Both MCMC runs strongly support the ML delimitation (>92%) (how this is calculated?). And they are very similar to each other (Standard deviation of support values among runs 0.000037).

Several files are saved in our working directory (for each of the independent runs and for their combined results).
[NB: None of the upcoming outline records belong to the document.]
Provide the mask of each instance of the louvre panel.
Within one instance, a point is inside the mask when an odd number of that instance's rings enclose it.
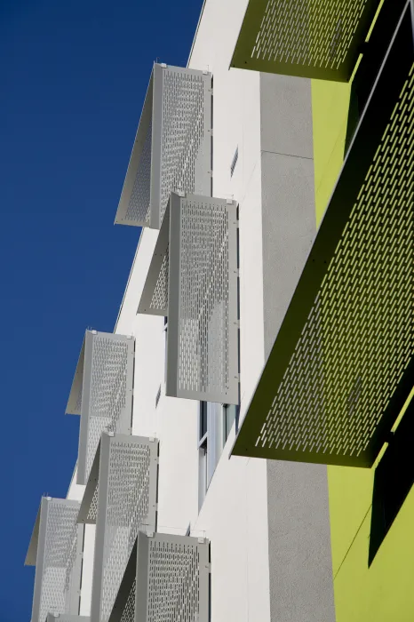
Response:
[[[170,209],[167,206],[138,307],[138,313],[163,316],[168,314],[169,237]]]
[[[98,491],[100,480],[100,441],[95,453],[88,482],[82,498],[81,507],[77,515],[79,523],[95,524],[98,516]]]
[[[91,619],[109,619],[139,528],[156,528],[158,442],[102,435]]]
[[[155,63],[115,222],[159,229],[171,190],[211,192],[211,75]]]
[[[171,195],[166,393],[238,403],[237,206]]]
[[[407,5],[233,453],[370,466],[413,384]]]
[[[379,0],[250,0],[231,67],[347,82]]]
[[[134,347],[133,337],[86,331],[67,408],[81,386],[77,483],[88,482],[102,432],[131,432]]]
[[[152,179],[150,224],[159,229],[171,191],[211,194],[211,76],[155,65],[154,76],[162,101],[155,103],[161,114],[155,126],[160,168]]]
[[[112,608],[109,622],[135,622],[135,594],[137,586],[137,540],[123,573],[123,580]]]
[[[32,622],[44,622],[51,611],[78,610],[83,546],[78,512],[76,501],[42,498]]]
[[[153,92],[154,79],[151,74],[115,219],[115,224],[118,225],[147,227],[149,224]]]
[[[49,613],[46,622],[90,622],[87,616],[60,615]]]
[[[209,542],[139,535],[135,622],[208,622]]]

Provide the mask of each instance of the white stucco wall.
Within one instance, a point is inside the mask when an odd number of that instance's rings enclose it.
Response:
[[[213,74],[213,195],[240,217],[241,419],[264,363],[259,75],[228,69],[247,0],[207,0],[189,67]],[[230,164],[238,148],[233,177]],[[198,403],[165,396],[163,318],[137,315],[158,232],[142,232],[115,332],[136,338],[132,433],[160,441],[158,529],[211,542],[211,618],[268,622],[266,461],[232,458],[232,430],[198,511]],[[155,396],[161,386],[161,398]],[[81,492],[73,484],[69,496]],[[89,613],[94,529],[85,532],[81,613]]]

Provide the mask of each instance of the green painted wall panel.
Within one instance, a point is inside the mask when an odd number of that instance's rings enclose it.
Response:
[[[342,167],[350,92],[312,81],[317,224]],[[328,467],[337,622],[413,622],[414,487],[369,567],[374,474],[375,465]]]
[[[330,469],[332,472],[336,467]],[[330,474],[330,489],[334,480]],[[355,494],[356,498],[356,494]],[[367,499],[368,500],[368,499]],[[335,534],[347,517],[337,505]],[[412,622],[414,619],[414,489],[405,499],[372,565],[368,567],[370,511],[335,578],[337,622]]]

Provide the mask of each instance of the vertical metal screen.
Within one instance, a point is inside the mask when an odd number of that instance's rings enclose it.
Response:
[[[237,206],[171,195],[166,393],[238,403]]]
[[[156,528],[158,442],[102,435],[91,619],[107,622],[139,529]]]

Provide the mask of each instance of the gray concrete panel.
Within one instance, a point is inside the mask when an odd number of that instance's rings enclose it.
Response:
[[[310,80],[260,76],[267,358],[314,242]],[[334,622],[327,468],[267,460],[272,622]]]

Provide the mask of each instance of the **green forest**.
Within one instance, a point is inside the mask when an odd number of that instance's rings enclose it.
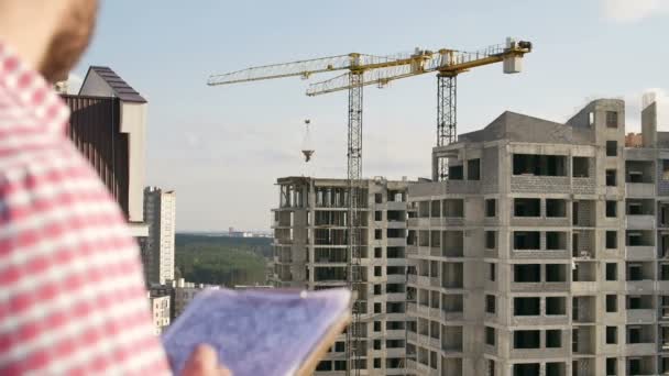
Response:
[[[209,285],[264,285],[272,239],[177,234],[176,277]]]

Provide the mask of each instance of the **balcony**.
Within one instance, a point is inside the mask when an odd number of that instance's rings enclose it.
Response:
[[[462,321],[464,320],[464,313],[460,312],[447,312],[447,311],[441,311],[439,313],[439,319],[441,319],[441,321]]]
[[[567,291],[569,283],[511,283],[512,292],[548,292]]]
[[[627,323],[654,323],[655,309],[627,309]]]
[[[627,197],[655,198],[655,184],[652,183],[627,183],[625,190]]]
[[[404,340],[405,333],[406,331],[404,329],[386,330],[384,338],[387,340]],[[404,354],[404,347],[402,347],[402,353]]]
[[[627,229],[646,230],[655,228],[655,215],[627,215]]]
[[[669,280],[658,280],[657,290],[658,291],[669,291]],[[669,318],[669,311],[667,311],[667,317]]]
[[[403,274],[388,274],[387,283],[388,284],[404,284],[404,283],[406,283],[406,277]]]
[[[630,261],[651,261],[655,258],[655,246],[627,245],[625,246],[625,258]]]
[[[410,332],[410,331],[406,331],[406,339],[414,342],[414,343],[418,343],[418,334],[416,332]]]
[[[569,193],[571,186],[567,176],[514,175],[511,177],[513,192]]]
[[[386,295],[387,301],[404,301],[406,300],[405,292],[390,292]]]
[[[655,342],[650,343],[628,343],[625,345],[625,355],[626,356],[645,356],[645,355],[655,355],[657,351],[657,346]]]
[[[655,281],[649,279],[644,280],[627,280],[625,281],[626,292],[651,292],[655,290]]]

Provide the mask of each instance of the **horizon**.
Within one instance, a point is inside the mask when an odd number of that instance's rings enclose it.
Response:
[[[461,75],[459,133],[479,130],[505,110],[563,122],[593,97],[626,100],[628,133],[638,129],[643,92],[668,97],[662,62],[669,53],[651,44],[669,31],[669,5],[658,1],[483,1],[448,9],[388,1],[359,3],[355,13],[342,11],[347,3],[330,3],[309,16],[303,15],[305,1],[162,4],[103,2],[73,82],[88,66],[106,65],[149,100],[146,185],[176,190],[180,232],[268,229],[276,178],[346,175],[344,93],[307,98],[307,82],[297,78],[210,88],[211,74],[351,51],[473,49],[514,36],[535,46],[523,73],[503,75],[496,64]],[[364,93],[363,175],[428,176],[434,75]],[[316,145],[308,168],[299,152],[305,118],[312,120]]]

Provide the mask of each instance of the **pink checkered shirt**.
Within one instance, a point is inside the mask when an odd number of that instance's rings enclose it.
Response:
[[[0,43],[0,375],[169,374],[136,245],[68,117]]]

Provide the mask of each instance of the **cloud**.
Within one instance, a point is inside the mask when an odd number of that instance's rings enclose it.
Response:
[[[666,0],[600,0],[607,19],[619,23],[634,23],[646,18],[669,13]]]

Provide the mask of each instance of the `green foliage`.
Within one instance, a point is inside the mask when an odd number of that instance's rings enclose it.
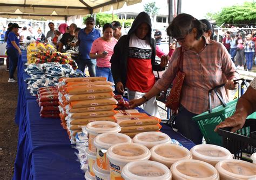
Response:
[[[242,5],[235,5],[223,8],[212,17],[218,25],[225,24],[242,25],[256,23],[256,3],[245,2]]]
[[[144,11],[149,15],[156,15],[158,13],[159,8],[156,6],[156,2],[149,3],[144,5]]]
[[[86,19],[88,17],[90,17],[90,15],[87,16],[86,17],[84,17],[83,18],[83,21],[84,24],[86,23]],[[113,18],[113,19],[112,19]],[[123,24],[123,23],[124,22],[124,27],[129,27],[131,26],[132,22],[133,21],[134,19],[119,19],[118,17],[114,15],[112,17],[112,14],[106,14],[104,13],[98,13],[96,14],[96,25],[98,26],[99,27],[103,26],[104,24],[106,23],[111,23],[114,20],[117,20],[121,23],[121,25]]]

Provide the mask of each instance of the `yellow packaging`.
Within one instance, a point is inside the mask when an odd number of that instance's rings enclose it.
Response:
[[[116,122],[116,119],[113,116],[97,117],[97,118],[89,118],[84,119],[73,119],[71,120],[71,125],[82,125],[87,124],[89,123],[105,120],[107,121]]]
[[[118,103],[114,98],[84,100],[77,100],[70,102],[71,108],[80,108],[85,107],[114,105]]]
[[[76,112],[70,113],[69,117],[72,119],[83,119],[92,117],[103,117],[114,116],[117,113],[116,111],[102,111],[85,112]]]
[[[117,106],[116,105],[106,105],[104,106],[95,106],[95,107],[74,108],[74,109],[70,109],[69,110],[69,112],[75,113],[75,112],[84,112],[113,110],[116,107],[117,107]]]

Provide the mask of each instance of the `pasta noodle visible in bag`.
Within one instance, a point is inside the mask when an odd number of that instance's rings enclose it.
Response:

Among them it is worth inspecting the svg file with the combined support values for the delimited clusters MCMC_multi.1628014904.combined.svg and the combined trace file with the sampled likelihood values log file for identifying convergence problems (see here for what you might observe).

Delimitation under the single threshold PTP

We get out of the mptp directory and create a new one for the single threshold delimitation and then we run the delimitation:

$ cd ../
$ cd ptp 
$ mptp --ml --single --minbr 0.0005270000 --tree_file ../RAxML/Gallotia_align.fasta.raxml.bestTree --output_file single

As before we will get two output files: 1) a text file with the command and the delimited clusters single.txt, and 2) an svg file (single.svg) that displays the delimitation on a tree.

MCMC sampling for the single-threshold PTP

We also estimate the support values with two MCMC runs as before:

$ mptp --mcmc 1000000 --mcmc_sample 1000 --mcmc_log 1000 --mcmc_runs 2 --single --minbr 0.0005270000 --tree_file ../RAxML/Gallotia_align.fasta.raxml.bestTree --output_file MCMC_single

Again several files are created among which we can inspect the support values MCMC_single.1628014932.combined.svg and the combined trace file with the sampled likelihood values log file for identifying convergence problems.